Local Hero: Honoree Chancee Martorell, Advocate for the Thai Community
Nominee Name: Chanchanit (Chancee) Martorell
Title: Founder and executive director
Organization/Business: Thai Community Development Center
Website: thaicdc.org
"Through her organization, she provides a broad and comprehensive community development strategy that includes human rights advocacy, affordable housing, access to healthcare, promotion of small businesses, neighborhood empowerment and social enterprises. She helped establish 'Thai Town' and an 'annual' community event celebrating the Thai and API communities. In 1995 she and others woke L.A. up to the reality of slave labor here!"
— Michael Mata, nominator
About Chanchanit (Chancee) Martorell
Born in Thailand and raised in Los Angeles, Chancee Martorell studied political science and public law at UCLA, where she received her Bachelor of Arts and her master’s degree in urban planning with a specialization in Urban Regional Development/Third World Development. She also studied humanities at Chiang Mai University in Northern Thailand in 1988. Engaged in social activism for the past 35 years, Martorell is currently the executive director of the Thai Community Development Center (Thai CDC), a nonprofit organization she founded in 1994 to improve the lives of Thai immigrants through services that promote cultural adjustment and economic self-sufficiency. Her experiences leading to the founding of Thai CDC include work as a planner, an aide to former U.S. Representative Mel Levine (D-CA) and work with other local and state legislative offices. She also created and taught the first, “Thai American Experience” course offered as part of UCLA’s Asian American Studies curriculum in 1992.

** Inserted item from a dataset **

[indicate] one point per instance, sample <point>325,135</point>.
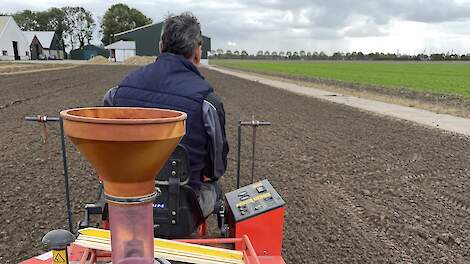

During Thailand’s military coup of 1992, she mobilized the Thai community in Southern California to protest the atrocities committed by the military junta against civilian demonstrators in Bangkok, demanding a peaceful return to democracy for Thailand and its people. After civil unrest in Los Angeles, in 1992, she co-authored the Mid-City Plan for the Coalition of Neighborhood Developers, which sought to address the lack of economic resources in an inner-city area of Los Angeles. The pivotal event also led her to documenting the demographics and social and human service needs of Thais in Los Angeles for the first time in a landmark community needs assessment study as a way to advocate for more resources in underserved communities.
She has written about ethnic competency, the Thai immigrant community, Asian poverty, community economic development, urban revitalization strategies, human trafficking and global capitalism. She is known most notably for her work on over a half dozen major human rights cases involving over 2,000 Thai victims of human trafficking who were discovered working in conditions of slavery in the United States. Her tireless advocacy on behalf of the victims and the success of each case has made her a leading expert and sought-after spokesperson on the serious issue of modern-day slavery. She taught a course entitled “Human Trafficking and Modern-day Slavery” at the UCLA Department of World Arts and Cultures.
On June 29, 2012, she was given the Royal Decoration of the Most Admirable Order of the Direkgunabhorn from His Majesty King Bhumibol Adulyadej for her tireless service to the Thai community abroad. She also received written honors from U.S. Representative Karen Bass (D-CA) that were included in the Congressional record for Asian American and Pacific Islander Heritage Month in May 2012. She served on the Union Bank Community Advisory Board for three years between 2008 and 2011 and was chair in her last year. The members of the community advisory board help guide the bank in its community reinvestment activities and outreach efforts in low and moderate-income communities. On Sept. 28, 2005, she was confirmed by the Los Angeles City Council as Commissioner for the Central Area Planning Commission after being appointed by former Mayor Antonio Villaraigosa and later by Mayor Eric Garcetti. She ended her service as commissioner in 2013 after serving her second term as vice chair. In 2001, the California Wellness Foundation selected her as a Violence Prevention Initiative Fellow. She is also a recipient of several awards and honors, including the Asian Americans for Equality Dream of Equality Award, Assemblyman Mike Eng Inclusionary Award, KCET Unsung Hero Award, a Certificate of Recognition from Assemblyman Luis Caldera for “A Woman Making a Difference in the Heart of Los Angeles,” and many more. Martorell has been married to her husband, Esteban Martorell, since 1994 and has two grown sons.